Hermione jolted abruptly from her sleep, the remnants of a dream slipping away with the shadows as the room came into focus. She had intended to unpack before going to bed, but a short catnap had turned into a genuine lie-in, according to her wristwatch.
"Did they say who it was?" she called.
"No," Mum responded, "but it sounds like a slightly bewildered young man."
Ron, then. She had given the home number to Harry on Mum's instructions so that she wouldn't have to rely on her cellular phone. She only hoped that Ron remembered which end of the phone to use this time around.
She padded into the kitchen, wrapped in her rather tattered pink dressing gown and wearing a patently bleary expression. Mum had left the handset off the hook and Hermione put it to her ear.
"Ron?"
"Of course, 'Mione," Ron said cheerfully. "Blimey, I thought she'd gotten lost on the way."

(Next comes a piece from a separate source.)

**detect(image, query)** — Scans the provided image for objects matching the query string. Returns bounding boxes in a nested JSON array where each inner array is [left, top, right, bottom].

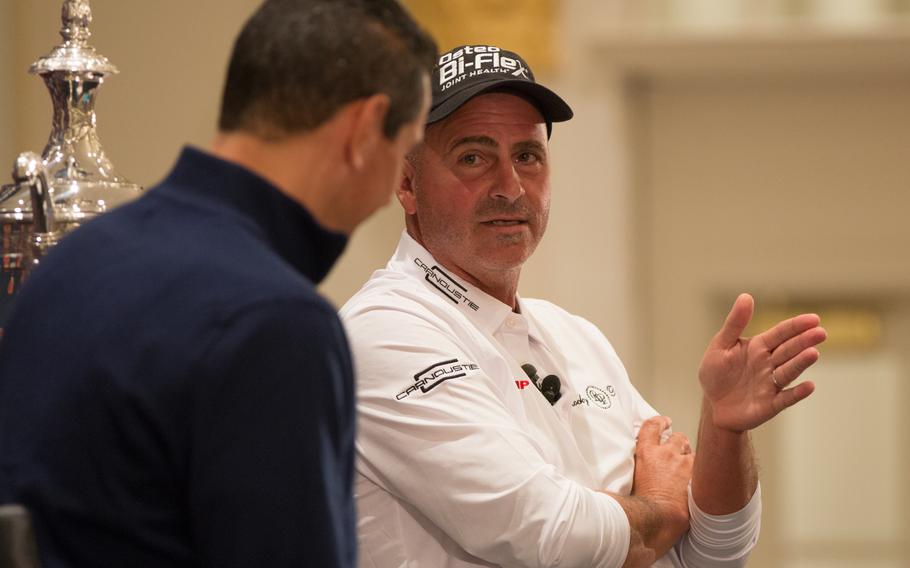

"She didn't," Hermione responded, "but I didn't expect you to call this early."
"Oh," Ron said, not sounding ashamed at all. "Well, you couldn't expect me to wait a few days to ring you after you chatted Harry up yesterday morning."
"Sorry," Hermione yawned. "You were asleep and I just wanted to make sure you didn't think I'd run off with some Australian Squib on the way here."
"Your concern is very touching," Ron answered with mock severity. "Now, listen up, Hermione, we've got some important matters to discuss."
Which meant that he wanted something from her. Given their last conversation, this was probably a plea for her to spend the holidays for the next decade at the Burrow. Still, Ron hated to be interrupted and she simply shook her head.
"If you're looking for help on your History homework, you're on your own, Won-Won," she teased.
"Hermione," Ron echoed reproachfully. "Be serious."
"All right," she sighed. "I'll help with History, but not Charms."
"Actually," Ron interrupted, sounding even more impatient, "I was hoping you could help me with a bit of Muggle Studies."
"You never even took that class," she accused.
"No," Ron agreed, "but I need some help. See, the Prophet wants me to cover a Quidditch match against the Australian National team next week and I haven't the foggiest how to get around Melbourne. I was thinking, if you knew any lovely witches by the name of Granger who might be able to act as tour guide…"
"You're coming?" Hermione blurted, voice squeaking more than she had intended.
"Well, yeah," he sighed. "And Potter and Longbottom thought they might tag along since the term doesn't start until September. I don't suppose you remember either of them, but Harry's turning eighteen next week and I figured we'd save you the cost of Owl Post and pick up his present in person."
His tone had been serious from the beginning of the call, but she could now here nothing but a grin in his voice. It was a welcome change.
"So, you up for a few friendly faces?" he asked.
She didn't even have to think and only waited for him to finish the sentence because she had been told that it was the polite thing to do.
"What day can you be here?" Hermione asked eagerly.
"Well," Ron calculated, "the match is on Tuesday night, so we should probably be there a day or two early to get settled in and…of course…"
There were sounds of a scuffle and Harry's voice was the next sound she heard. "We can be there tomorrow," he informed her. "Is that too early?"